Projeto que libera cassinos no Brasil está na pauta de hoje de comissão do Senado
Senador Irajá é relator da proposta. Foto: Jefferson Rudy / Agência Senado

This Wednesday (15), the Senate’s Constitution and Justice Committee (CCJ) analyzes the bill that allows the operation of casinos and bingos, legalizes gambling and betting on horse races in Brazil. The proposal is the second item on the agenda.

But the president of the CCJ, Davi Alcolumbre (União-AP) removed the proposal from the day’s agenda. Furthermore, a collective request for a view was already expected. The matter will be taken up again at the next meeting on May 22nd.

The PL rapporteur, senator Irajá (PSD-TO), gave a favorable opinion to the approval of the text that has been processed by the committee for more than a year.

The project was already on the agenda on November 29th last year and last week, but was not analyzed. However, the CCJ held a public hearing last Thursday, the 9th, to discuss the matter.

If approved by the Committee, the proposal will go to the Senate plenary for a vote.

Details of the project to legalize bingos and casinos in Brazil

The proposal authorizes the opening of casinos in Brazil only in tourist centers or integrated leisure complexes, with a limit of one casino in each state and the Federal District.

With the exception of São Paulo, which can have up to three casinos, and Minas Gerais, Rio de Janeiro, Amazonas and Pará, which can have up to two casinos.

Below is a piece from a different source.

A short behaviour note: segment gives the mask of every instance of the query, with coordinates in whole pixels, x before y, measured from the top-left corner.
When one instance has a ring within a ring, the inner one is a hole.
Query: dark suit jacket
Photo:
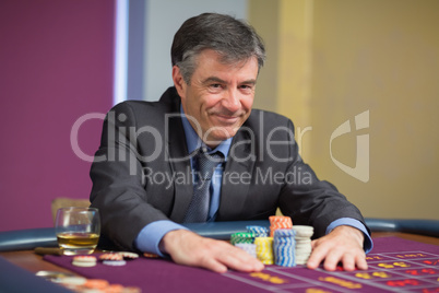
[[[124,102],[105,119],[91,202],[100,211],[102,234],[121,248],[134,249],[151,222],[183,221],[193,186],[179,114],[180,98],[169,87],[159,102]],[[294,224],[312,225],[316,236],[340,218],[364,223],[358,209],[302,162],[293,122],[253,109],[233,138],[216,221],[266,220],[277,207]]]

According to the text, gaming venues will be able to operate on sea and river vessels, such as cruises, which will follow specific rules.

However, the casino will need to prove a minimum paid-up share capital of at least R$100 million and may be accredited for 30 years.

In addition, the project defines standards for bingo in electronic and card format. Each state will be able to accredit one for every 700,000 inhabitants to explore the betting modality. In this case, the authorizations will be valid for 25 years.

While betting on horse races will be operated by tourism entities accredited by the Ministry of Agriculture.

According to the report, Irajá stated that the offense against morals and good customs is an “indeterminate legal concept”, used as an argument against the games. The rapporteur pointed out that “gambling already constitutes a relevant economic activity”.